Mr Sax's House (French: Maison de Monsieur Sax; Dutch: Huis van Sax) is a little museum in Dinant in the Belgian province of Namur. It is dedicated to Adolphe Sax (1814–1894). Sax was a builder of musical instruments and is foremost remembered for his invention of the saxophone.

== Interior ==
At the front of the House a brass statue of Sax is seated on a bench. The entrance is decorated with earthenware titles. A number of museum pieces are installed on the wall and ceiling. The limitations of the floor space have further been solved interactively, and with a men's high book that introduces visitors to the life of sax. Visitors can listen to a variety of saxophones, as well as to saxophones in a variety of music styles, and are informed by images on a screen. The center is open daily and entrance is free. No official visits are organized. You can come in groups with your own guide.

== Adolphe Sax and Dinant ==
The House is located in the birthplace of Sax, Dinant, in the French language part of Belgium. Near the House and in other places in Dinant, artwork reminds of his connection with the city. On both sides of the Charles de Gaulle Bridge a number of huge artworks of colourful saxophones are presented. The name of the tourist flyer is Sax and the City.

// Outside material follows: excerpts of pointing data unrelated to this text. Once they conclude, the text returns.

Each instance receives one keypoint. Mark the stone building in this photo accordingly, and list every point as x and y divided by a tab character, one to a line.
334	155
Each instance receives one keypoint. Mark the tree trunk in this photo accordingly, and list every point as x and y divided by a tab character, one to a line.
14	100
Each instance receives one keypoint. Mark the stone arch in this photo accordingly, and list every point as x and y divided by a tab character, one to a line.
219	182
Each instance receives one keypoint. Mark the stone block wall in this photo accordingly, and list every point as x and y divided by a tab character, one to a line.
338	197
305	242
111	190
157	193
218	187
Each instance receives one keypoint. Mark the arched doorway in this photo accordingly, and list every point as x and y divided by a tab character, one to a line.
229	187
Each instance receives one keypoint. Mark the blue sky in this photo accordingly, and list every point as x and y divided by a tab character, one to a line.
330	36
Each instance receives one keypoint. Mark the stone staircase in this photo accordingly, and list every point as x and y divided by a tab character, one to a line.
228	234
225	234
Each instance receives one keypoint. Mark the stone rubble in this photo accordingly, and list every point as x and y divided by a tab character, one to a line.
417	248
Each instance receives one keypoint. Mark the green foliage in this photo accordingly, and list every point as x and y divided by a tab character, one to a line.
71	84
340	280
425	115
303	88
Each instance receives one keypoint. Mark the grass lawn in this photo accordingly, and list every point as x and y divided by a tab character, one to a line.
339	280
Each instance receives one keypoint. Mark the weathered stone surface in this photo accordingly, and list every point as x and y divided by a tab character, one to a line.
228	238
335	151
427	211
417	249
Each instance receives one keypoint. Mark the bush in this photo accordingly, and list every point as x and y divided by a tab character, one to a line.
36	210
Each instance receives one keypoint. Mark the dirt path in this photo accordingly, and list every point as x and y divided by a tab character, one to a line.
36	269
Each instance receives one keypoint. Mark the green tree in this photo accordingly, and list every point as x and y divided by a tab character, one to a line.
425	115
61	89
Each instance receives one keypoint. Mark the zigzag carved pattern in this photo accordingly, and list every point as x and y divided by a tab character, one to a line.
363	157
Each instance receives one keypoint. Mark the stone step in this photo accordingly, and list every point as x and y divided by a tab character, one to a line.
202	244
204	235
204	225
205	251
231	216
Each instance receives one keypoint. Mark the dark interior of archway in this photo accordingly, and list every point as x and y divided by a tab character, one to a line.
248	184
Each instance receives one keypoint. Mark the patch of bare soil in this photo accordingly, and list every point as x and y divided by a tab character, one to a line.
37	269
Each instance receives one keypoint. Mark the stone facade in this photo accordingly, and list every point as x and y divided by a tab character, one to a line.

Sax has built more instruments than saxophones alone, and had a factory that was focused on production. In a certain period he employed more than two hundred workers. He lived just a few years in Dinant and stayed a great part of his life in Paris. He was the predominant supplier of brass instruments to the army of king William I of the Netherlands, who reigned in Belgium too in those years.